To bring this post to an end, I returned to the AI / GTP-3 driven neuroflash program. This time, I asked it to write a longer piece entitled ‘The dangers of artificial intelligence in education: what could go wrong?’. Here’s what it came up with:

There are a few potential dangers of artificial intelligence in education. One is that AI could be used to replace human teachers. This could lead to a decline in the quality of education, as machines are not yet capable of replicating the full range of human emotions and social interactions that are necessary for teaching. Additionally, AI could be used to create biased or “racist” educational materials, as has already happened with some commercial software products. Finally, AI could be used to track and monitor students in ways that invade their privacy, or that could be used to manipulate their behavior.

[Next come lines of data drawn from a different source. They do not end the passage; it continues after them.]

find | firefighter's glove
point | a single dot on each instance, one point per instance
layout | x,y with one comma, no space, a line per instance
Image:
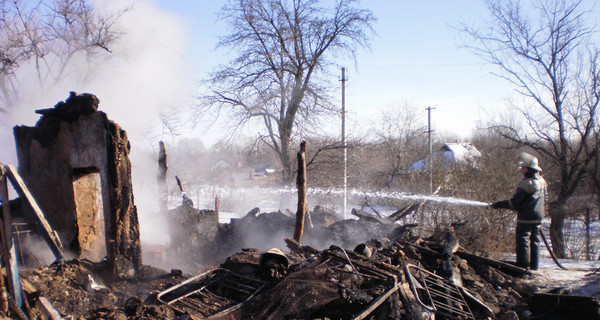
496,205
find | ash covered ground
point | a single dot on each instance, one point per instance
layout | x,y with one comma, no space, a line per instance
80,289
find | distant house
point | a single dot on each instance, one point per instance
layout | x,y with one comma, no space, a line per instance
448,156
265,170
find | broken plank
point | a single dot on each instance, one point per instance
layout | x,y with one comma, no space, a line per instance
9,256
40,220
377,302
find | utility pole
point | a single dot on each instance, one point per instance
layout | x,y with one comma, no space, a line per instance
344,79
429,131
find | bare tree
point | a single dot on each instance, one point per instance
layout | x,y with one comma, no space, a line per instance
282,48
401,136
553,64
48,36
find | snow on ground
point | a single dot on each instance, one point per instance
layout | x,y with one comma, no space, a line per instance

All of these dangers are real and should be taken seriously. However, it’s important to remember that AI is still a new technology, and its impact on education is not yet fully understood. As such, we should tread cautiously when implementing AI into our educational systems.

When it comes to education, artificial intelligence could be a double-edged sword. While AI has the potential to revolutionize the field of education and help students learn in more efficient ways, there are also dangers that need to be considered.

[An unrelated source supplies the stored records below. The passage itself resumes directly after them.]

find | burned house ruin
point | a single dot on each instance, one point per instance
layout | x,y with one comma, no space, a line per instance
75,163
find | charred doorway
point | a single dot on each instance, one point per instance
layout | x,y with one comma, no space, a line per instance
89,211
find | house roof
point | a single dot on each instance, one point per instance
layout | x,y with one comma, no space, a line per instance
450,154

One of the dangers of AI in education is that it could lead to a more standardized and homogenized form of learning. If all students are relying on AI-based learning tools, they may all end up learning the same things in the same way. This could lead to a loss of creativity and individuality in education.

Another danger is that AI-based learning tools could become too reliant on data and algorithms. This could lead to a situation where students are simply being taught what the machines think they should know, rather than being allowed to explore and discover new things for themselves.

Finally, there is the danger that AI could eventually replace human teachers altogether. While this may seem like a far-fetched scenario, it is not outside the realm of possibility. If AI-based learning tools become sophisticated enough, they may one day be able to do the job of teaching just as well as humans can.

These are just some of the dangers that need to be considered when it comes to artificial intelligence in education. While AI has the potential to revolutionize education, we need to be careful about how we implement it so that we don’t end up doing more harm than good.

References

Chakravorti, B. (2022) Why AI Failed to Live Up to Its Potential During the Pandemic. Harvard Business Review March 17,2022. https://hbr.org/2022/03/why-ai-failed-to-live-up-to-its-potential-during-the-pandemic

Chalmers, D. (2020) Weinberg, Justin (ed.). “GPT-3 and General Intelligence”. Daily Nous. Philosophers On GPT-3 (updated with replies by GPT-3) July 30, 2020. https://dailynous.com/2020/07/30/philosophers-gpt-3/#chalmers

Driver, P. (2012) The Irony of Gamification. In English Digital Magazine 3, British Council Portugal, pp. 21 – 24 http://digitaldebris.info/digital-debris/2011/12/31/the-irony-of-gamification-written-for-ied-magazine.html

Engler, A. (2020) A guide to healthy skepticism of artificial intelligence and coronavirus. Washington D.C.: Brookings Institution https://www.brookings.edu/research/a-guide-to-healthy-skepticism-of-artificial-intelligence-and-coronavirus/

Heaven, W. D. (2021) Hundreds of AI tools have been built to catch covid. None of them helped. MIT Technology Review, July 30, 2021. https://www.technologyreview.com/2021/07/30/1030329/machine-learning-ai-failed-covid-hospital-diagnosis-pandemic/

Hughes, G. (2022) What lies at the end of the AI rainbow? IATEFL LTSIG Newsletter Issue April 2022

Luckin, R. (2022) The implications of AI for language learning and teaching. IATEFL LTSIG Newsletter Issue April 2022

O’Neil, C. (2016) Weapons of Math Destruction. London: Allen Lane

Tomasello, G. (2022) Next Generation of AI-Language Education Software:NLP & Language Modules (GPT3). IATEFL LTSIG Newsletter Issue April 2022

VanPatten, B. & Smith, M. (2022) Explicit and Implicit Learning in Second Language Acquisition. Cambridge: Cambridge University Press

The Unlearned Lessons of Programmed Learning

From time to time, I have mentioned Programmed Learning (or Programmed Instruction) in this blog (here and here, for example). It felt like time to go into a little more detail about what Programmed Instruction was (and is) and why I think it’s important to know about it.

A brief description

The basic idea behind Programmed Instruction was that subject matter could be broken down into very small parts, which could be organised into an optimal path for presentation to students. Students worked, at their own speed, through a series of micro-tasks, building their mastery of each nugget of learning that was presented, not progressing from one to the next until they had demonstrated they could respond accurately to the previous task.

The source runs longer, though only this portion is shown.